All Students Simultaneously Wake Up and Vanish Overnight Except For One Kid

Two years back in Maybrook, a teacher named Justine walked into homeroom and found one kid, Alex Lily, sitting there and seventeen empty chairs. Those seventeen had walked out of their houses at 2:17 a.m., caught on doorbell cams with their arms stretched out like sleepwalkers. No van. No kidnapper. Just kids leaving.

Cops questioned Alex and Justine over and over. Nothing useful came out of it. The school shut for a month while people searched woods and drainage ditches and found nothing. When classes were set to resume, the principal, Marcus, tried to steady the town at a meeting. Parents turned on Justine, said she’d pushed the kids somehow. She said she cared about them. They called her a liar. A detective walked her out so no one took a swing.

She drank more. Anonymous threats started. Someone painted her car. Marcus put her on leave and told her to get help. He also told her to stop contacting Alex and brought up examples that looked caring to her and boundary problems to everyone else. She cried in her car, then filed reports about the vandalism and calls. She ran into her ex, Paul, a cop. They met for a drink, slept together, and in the morning she drove him home and complained the investigation was lazy.

She went to watch Alex’s bus drop him off. No one answered when she knocked at his place. Every window was papered over. She peeked through a gap and saw his parents sitting very still. She told Marcus; he told her to stop stalking the boy. At a grocery store, Paul’s wife, Donna, confronted her and dumped alcohol on her. That night Justine dreamed of her class with faces down on desks; Alex looked up with clown makeup. She woke to a noise and a quick image of a red-haired woman on the ceiling. It vanished.

She tried to talk to Alex again. He said he was fine and ran inside. She sat outside the house in her car until she dozed off. Someone clipped a lock of her hair and left.

Elsewhere, Archer—one of the dads—was falling apart. He watched his home cameras on repeat, did badly at work, and bugged the cops. He’d been loud against Justine at the meeting and, later, he was the one who vandalized her car. He slept in his missing kid’s room. He had a dream where he chased his son outside, saw a big symbol over the house with the number 217, and then the boy’s face became the red-haired woman. He woke up and started thinking. He drew lines on a map from each kid’s house in the direction each had run, using other families’ footage when they’d show him. The lines converged.

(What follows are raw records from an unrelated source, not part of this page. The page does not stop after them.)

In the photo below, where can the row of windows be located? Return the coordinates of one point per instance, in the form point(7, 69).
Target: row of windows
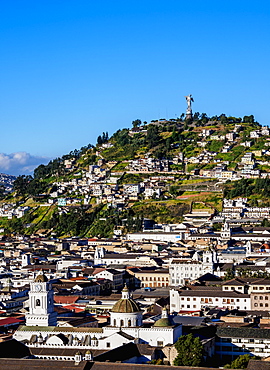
point(189, 268)
point(261, 297)
point(261, 305)
point(154, 278)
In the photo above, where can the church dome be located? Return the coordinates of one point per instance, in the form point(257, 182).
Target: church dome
point(41, 278)
point(164, 321)
point(125, 304)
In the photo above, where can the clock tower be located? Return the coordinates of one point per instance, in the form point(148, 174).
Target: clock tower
point(41, 305)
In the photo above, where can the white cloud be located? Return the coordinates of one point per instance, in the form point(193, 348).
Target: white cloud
point(20, 163)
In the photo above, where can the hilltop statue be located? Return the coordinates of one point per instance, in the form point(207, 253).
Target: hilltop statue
point(189, 99)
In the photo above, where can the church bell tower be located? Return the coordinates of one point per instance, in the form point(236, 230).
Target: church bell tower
point(41, 305)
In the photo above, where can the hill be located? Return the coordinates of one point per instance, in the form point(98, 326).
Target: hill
point(157, 170)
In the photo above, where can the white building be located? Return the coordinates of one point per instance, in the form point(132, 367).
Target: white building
point(125, 325)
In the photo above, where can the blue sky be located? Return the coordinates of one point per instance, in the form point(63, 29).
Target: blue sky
point(70, 70)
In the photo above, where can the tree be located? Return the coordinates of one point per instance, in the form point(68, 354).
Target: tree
point(136, 123)
point(2, 191)
point(190, 351)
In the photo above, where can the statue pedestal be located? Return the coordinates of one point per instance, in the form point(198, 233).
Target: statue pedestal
point(189, 114)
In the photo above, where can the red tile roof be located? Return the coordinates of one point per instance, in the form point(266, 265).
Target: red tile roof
point(61, 299)
point(9, 321)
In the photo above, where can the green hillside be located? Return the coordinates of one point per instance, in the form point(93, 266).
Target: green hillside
point(178, 151)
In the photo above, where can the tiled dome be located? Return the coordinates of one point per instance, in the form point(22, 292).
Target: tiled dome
point(125, 306)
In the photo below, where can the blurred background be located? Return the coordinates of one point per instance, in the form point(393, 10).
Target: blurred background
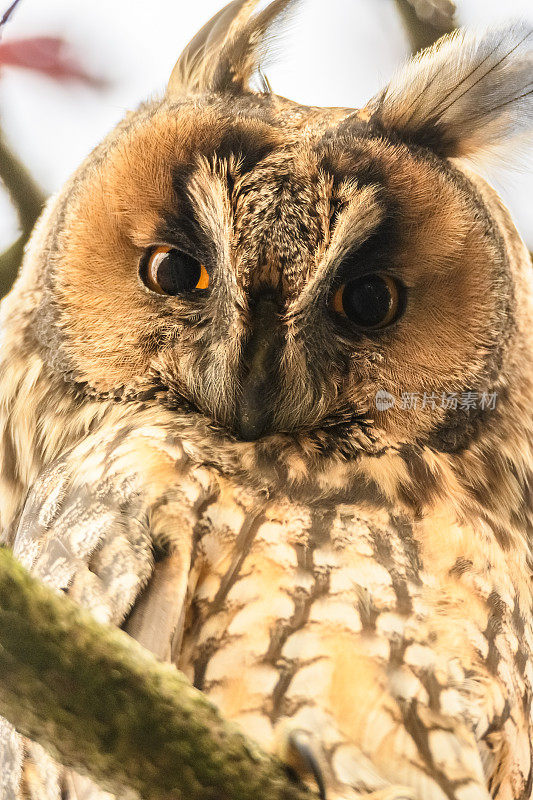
point(69, 71)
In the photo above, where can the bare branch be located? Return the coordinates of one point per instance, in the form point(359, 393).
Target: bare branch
point(424, 30)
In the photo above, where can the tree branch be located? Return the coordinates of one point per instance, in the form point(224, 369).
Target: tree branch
point(422, 32)
point(100, 703)
point(28, 200)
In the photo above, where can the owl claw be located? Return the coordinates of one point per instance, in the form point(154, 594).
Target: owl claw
point(303, 759)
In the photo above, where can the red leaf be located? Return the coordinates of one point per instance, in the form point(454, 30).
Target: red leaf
point(48, 55)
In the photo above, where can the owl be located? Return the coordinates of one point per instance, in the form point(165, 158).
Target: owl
point(266, 392)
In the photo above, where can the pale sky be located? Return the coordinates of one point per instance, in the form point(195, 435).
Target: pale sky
point(336, 52)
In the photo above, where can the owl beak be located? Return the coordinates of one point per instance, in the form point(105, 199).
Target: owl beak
point(254, 411)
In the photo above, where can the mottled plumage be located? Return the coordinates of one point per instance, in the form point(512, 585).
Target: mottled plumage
point(206, 463)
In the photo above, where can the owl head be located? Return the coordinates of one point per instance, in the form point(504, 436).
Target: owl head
point(299, 282)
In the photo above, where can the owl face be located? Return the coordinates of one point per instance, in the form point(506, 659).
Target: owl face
point(272, 269)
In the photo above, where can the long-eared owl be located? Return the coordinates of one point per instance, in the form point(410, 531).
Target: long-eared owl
point(266, 392)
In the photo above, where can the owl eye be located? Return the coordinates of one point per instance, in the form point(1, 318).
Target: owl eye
point(371, 301)
point(166, 270)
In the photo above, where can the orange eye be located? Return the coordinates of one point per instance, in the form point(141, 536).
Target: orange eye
point(371, 301)
point(166, 270)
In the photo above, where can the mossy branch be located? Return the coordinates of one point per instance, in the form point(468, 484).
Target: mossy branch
point(422, 33)
point(28, 200)
point(100, 703)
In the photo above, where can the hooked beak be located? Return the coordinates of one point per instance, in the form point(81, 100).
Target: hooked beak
point(254, 411)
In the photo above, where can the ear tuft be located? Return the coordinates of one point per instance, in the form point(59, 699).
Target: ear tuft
point(227, 51)
point(468, 95)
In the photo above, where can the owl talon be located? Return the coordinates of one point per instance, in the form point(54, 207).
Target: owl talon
point(302, 758)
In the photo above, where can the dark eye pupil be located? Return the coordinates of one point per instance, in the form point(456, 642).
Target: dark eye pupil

At a gas station, Archer was yelling at Justine when Marcus ran up with blood on his face and his arms out like the kids, tackled Justine, and tried to choke her. Archer pulled him off; Marcus fought them both. It looked less like rage and more like someone running a program.

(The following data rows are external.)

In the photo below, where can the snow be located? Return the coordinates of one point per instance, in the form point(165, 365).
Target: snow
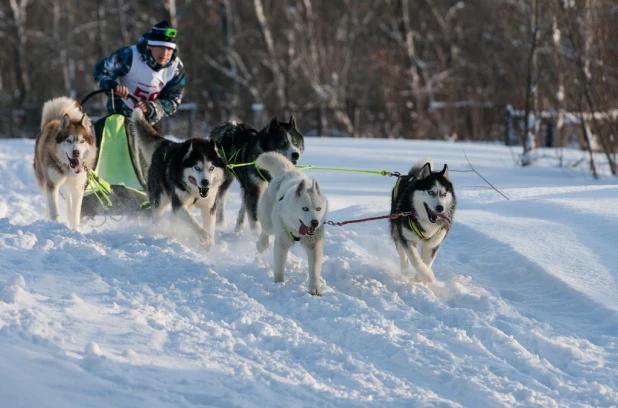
point(524, 311)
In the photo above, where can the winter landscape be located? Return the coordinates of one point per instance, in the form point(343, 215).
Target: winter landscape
point(524, 311)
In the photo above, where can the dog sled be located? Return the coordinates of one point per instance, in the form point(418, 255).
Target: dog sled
point(116, 184)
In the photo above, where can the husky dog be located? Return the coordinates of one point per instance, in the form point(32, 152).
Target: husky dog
point(243, 144)
point(182, 174)
point(63, 152)
point(292, 209)
point(430, 199)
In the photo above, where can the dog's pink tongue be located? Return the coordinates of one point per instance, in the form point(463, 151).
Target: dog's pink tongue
point(76, 165)
point(304, 230)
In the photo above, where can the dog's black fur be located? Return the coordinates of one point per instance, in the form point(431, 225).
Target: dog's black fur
point(166, 173)
point(241, 143)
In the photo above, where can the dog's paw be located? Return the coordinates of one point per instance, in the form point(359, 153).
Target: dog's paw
point(262, 243)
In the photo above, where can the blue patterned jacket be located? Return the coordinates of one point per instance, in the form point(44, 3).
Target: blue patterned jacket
point(119, 63)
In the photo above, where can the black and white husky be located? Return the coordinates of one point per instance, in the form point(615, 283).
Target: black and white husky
point(429, 199)
point(181, 174)
point(292, 209)
point(243, 144)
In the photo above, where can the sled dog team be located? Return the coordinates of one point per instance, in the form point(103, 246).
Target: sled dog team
point(276, 196)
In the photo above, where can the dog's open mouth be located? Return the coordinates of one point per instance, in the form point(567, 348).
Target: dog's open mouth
point(433, 216)
point(203, 191)
point(305, 230)
point(75, 164)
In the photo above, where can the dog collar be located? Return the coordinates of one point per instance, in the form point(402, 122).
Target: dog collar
point(420, 233)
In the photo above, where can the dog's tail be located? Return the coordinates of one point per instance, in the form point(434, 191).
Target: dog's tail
point(146, 137)
point(274, 163)
point(56, 108)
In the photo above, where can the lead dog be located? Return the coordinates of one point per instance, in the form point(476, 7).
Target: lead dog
point(181, 174)
point(64, 150)
point(429, 198)
point(292, 209)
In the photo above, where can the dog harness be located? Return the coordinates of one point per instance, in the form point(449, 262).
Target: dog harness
point(420, 233)
point(413, 227)
point(292, 237)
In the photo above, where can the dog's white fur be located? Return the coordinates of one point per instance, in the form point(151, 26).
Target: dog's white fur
point(65, 132)
point(291, 203)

Rewind. Paul had chased a local addict named James during a break-in, pricked himself on James’s used needle, panicked about the dash-cam footage, beat James, then let him go and told him to leave town. Later, James saw Alex’s house looking abandoned—mail scattered, windows covered. He climbed in. Alex’s parents were on the couch with cuts on their faces, not reacting. He heard something in the basement, ignored it, stole what he could, then finally checked downstairs and found all the missing kids standing in the dark, turning in sync to face him. He fled, blocked a door with furniture, and the parents stood up at last and moved toward him. He ran for real, then saw a reward poster and called the cops. On his way to the station, Paul spotted him, scared him off, and hunted him into the woods. James hid in his tent, saw the red-haired woman outside, and when a shadow fell he stabbed through the tent with his needles. It was Paul. Paul dragged him out at gunpoint. James blurted that he knew where the kids were. Paul drove to the Lily house with James watching from the car. Someone opened the door for Paul. He went inside. He didn’t come out until night, moving strangely, dragged James into the house, and that was that.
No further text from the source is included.